Joseph Coupal - Wednesday, November 23, 2011
…by Warren Kirshenbaum

State’s construction industry gets a little lift from 14 projects

Minnesota’s Historic Rehabilitation Tax Credit appears to be producing construction jobs.

14 projects had preliminary approval to take advantage of the tax credit, according to a report released Monday. Developers expect the projects to create 1,808 construction jobs — and a total of 2,948 jobs when indirect and induced jobs are counted.

That’s in line with the 1,500 to 3,000 construction jobs a year that the Minnesota Historical Society and the Preservation Alliance of Minnesota predicted would be created when former Gov. Tim Pawlenty signed the tax credit into law in 2010.

The tax credit is creating construction jobs at the same time that the industry appears to be improving after years of decline. Last month, Minnesota posted its first 12-month gain in construction jobs since April 2006.

The credit covers up to 20% of qualifying rehabilitation expenses; that’s on top of a federal tax credit that can cover another 20%. Supporters say job creation is reason enough for the state Legislature to keep the state tax credit going.

Minnesota’s construction industry remains in a state of “depression,” with more than 50,000 jobs lost between 2006 and 2011, so every bit helps.

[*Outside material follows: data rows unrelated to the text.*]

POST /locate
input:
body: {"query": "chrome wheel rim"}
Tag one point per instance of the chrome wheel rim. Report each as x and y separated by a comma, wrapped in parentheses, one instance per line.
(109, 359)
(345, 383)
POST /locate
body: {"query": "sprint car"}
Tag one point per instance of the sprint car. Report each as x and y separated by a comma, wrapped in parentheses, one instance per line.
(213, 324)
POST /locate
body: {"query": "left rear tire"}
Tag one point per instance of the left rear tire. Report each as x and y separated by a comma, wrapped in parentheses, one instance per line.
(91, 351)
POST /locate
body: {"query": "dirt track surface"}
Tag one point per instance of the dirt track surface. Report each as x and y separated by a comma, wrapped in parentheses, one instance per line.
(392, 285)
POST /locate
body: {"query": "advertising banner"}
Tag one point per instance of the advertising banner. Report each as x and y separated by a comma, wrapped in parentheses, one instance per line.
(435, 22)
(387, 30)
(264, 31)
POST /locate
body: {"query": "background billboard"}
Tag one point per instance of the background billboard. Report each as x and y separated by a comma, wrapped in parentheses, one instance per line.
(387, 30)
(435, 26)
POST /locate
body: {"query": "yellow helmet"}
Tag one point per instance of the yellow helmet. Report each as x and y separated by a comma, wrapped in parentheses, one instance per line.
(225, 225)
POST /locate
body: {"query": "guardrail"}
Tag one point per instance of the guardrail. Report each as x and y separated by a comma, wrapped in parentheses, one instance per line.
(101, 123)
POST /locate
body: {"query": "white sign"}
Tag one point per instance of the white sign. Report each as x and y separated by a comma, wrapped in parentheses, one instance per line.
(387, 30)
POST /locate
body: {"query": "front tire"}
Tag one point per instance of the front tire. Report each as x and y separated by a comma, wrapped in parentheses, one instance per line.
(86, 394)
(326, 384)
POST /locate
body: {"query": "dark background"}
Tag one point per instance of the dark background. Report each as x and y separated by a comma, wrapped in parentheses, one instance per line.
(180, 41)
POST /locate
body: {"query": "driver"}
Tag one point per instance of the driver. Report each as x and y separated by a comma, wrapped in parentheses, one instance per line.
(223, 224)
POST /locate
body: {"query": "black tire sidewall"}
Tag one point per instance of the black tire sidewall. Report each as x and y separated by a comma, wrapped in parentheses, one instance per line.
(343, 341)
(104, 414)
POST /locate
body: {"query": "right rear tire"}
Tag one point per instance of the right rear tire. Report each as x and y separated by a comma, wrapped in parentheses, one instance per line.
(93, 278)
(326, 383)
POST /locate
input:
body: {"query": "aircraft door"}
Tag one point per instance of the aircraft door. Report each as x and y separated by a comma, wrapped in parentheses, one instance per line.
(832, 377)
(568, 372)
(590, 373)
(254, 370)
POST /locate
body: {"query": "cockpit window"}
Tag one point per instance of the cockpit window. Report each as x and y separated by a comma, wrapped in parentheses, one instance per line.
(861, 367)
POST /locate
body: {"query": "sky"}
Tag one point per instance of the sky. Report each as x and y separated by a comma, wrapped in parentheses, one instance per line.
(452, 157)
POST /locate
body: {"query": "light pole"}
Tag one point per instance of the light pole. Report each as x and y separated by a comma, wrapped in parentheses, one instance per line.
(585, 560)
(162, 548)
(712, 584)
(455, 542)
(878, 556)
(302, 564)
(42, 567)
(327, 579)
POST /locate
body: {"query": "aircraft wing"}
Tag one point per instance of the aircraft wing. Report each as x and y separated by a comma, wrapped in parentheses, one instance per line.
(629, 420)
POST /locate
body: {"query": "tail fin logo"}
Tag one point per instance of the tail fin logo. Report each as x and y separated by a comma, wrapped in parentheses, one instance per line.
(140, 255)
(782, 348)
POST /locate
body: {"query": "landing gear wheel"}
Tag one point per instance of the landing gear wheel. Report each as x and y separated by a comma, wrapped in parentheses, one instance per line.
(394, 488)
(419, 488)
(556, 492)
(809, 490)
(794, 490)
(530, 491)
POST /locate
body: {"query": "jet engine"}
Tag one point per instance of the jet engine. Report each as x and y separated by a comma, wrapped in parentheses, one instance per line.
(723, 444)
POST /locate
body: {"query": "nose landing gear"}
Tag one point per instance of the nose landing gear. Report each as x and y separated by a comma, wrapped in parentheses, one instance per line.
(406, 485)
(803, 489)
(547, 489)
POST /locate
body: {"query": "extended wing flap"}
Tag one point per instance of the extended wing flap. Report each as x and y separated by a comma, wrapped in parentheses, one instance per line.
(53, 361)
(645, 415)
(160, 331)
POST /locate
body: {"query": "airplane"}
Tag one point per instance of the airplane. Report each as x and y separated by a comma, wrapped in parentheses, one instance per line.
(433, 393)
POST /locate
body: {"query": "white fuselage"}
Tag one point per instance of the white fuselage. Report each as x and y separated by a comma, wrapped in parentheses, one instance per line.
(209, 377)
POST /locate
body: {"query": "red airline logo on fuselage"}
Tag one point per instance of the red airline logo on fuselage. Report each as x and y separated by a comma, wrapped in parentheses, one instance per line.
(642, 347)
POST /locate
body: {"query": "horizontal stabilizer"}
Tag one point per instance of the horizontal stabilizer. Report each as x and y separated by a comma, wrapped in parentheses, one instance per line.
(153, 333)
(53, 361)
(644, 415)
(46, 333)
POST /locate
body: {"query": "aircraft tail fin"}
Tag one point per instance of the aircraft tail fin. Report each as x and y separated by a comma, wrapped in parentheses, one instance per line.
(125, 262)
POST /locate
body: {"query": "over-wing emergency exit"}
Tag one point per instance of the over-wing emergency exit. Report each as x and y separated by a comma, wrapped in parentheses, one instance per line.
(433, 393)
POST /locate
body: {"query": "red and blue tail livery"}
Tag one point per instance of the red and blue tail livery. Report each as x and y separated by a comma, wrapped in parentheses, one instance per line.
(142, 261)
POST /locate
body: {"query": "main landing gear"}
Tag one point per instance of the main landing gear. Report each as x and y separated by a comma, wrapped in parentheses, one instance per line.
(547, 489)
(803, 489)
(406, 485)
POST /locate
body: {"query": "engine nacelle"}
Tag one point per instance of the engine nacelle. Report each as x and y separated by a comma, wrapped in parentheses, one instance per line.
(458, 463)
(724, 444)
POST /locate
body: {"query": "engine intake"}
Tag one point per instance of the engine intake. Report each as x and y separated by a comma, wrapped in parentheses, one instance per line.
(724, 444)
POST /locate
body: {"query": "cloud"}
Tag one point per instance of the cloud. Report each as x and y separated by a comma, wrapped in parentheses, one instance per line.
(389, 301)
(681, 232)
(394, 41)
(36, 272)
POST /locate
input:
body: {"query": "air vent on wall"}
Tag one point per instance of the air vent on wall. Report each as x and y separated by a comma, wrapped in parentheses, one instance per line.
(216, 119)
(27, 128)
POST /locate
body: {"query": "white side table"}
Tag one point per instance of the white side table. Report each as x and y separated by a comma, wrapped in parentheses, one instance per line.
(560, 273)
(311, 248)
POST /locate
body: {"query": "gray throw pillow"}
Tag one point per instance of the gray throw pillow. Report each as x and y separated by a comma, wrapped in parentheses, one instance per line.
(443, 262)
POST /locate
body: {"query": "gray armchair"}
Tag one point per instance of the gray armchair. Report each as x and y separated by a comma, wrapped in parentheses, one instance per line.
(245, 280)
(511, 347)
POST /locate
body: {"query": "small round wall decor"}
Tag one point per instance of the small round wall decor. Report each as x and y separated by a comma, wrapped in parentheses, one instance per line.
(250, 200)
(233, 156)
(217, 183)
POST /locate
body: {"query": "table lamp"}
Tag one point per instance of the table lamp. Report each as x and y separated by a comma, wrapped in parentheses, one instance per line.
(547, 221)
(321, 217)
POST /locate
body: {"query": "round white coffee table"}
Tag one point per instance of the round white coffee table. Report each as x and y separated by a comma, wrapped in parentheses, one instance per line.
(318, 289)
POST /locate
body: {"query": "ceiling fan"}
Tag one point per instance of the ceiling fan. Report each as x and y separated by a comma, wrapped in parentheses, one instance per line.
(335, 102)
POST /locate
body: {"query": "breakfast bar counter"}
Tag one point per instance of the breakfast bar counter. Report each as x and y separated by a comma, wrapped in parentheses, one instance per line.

Developers plan to spend an estimated $343 million on the 14 projects, with $250 million going toward rehabilitation expenses that qualify for the tax credit. Total economic impact is expected to be $451 million — about $9.20 for every dollar of the $49.1 million of tax credits going toward the 14 projects.

Besides the 14 projects mentioned, there are an additional 14 that have since applied and another handful of developments are considering it, the Minnesota Historical Society. Contrast that with 2009, when only two Minnesota developments were seeking the federal tax credit.

Steve Elliott, the Historical Society’s director and chief executive officer, described the state historic rehabilitation tax credit program as a “resounding success” during a Monday morning news conference.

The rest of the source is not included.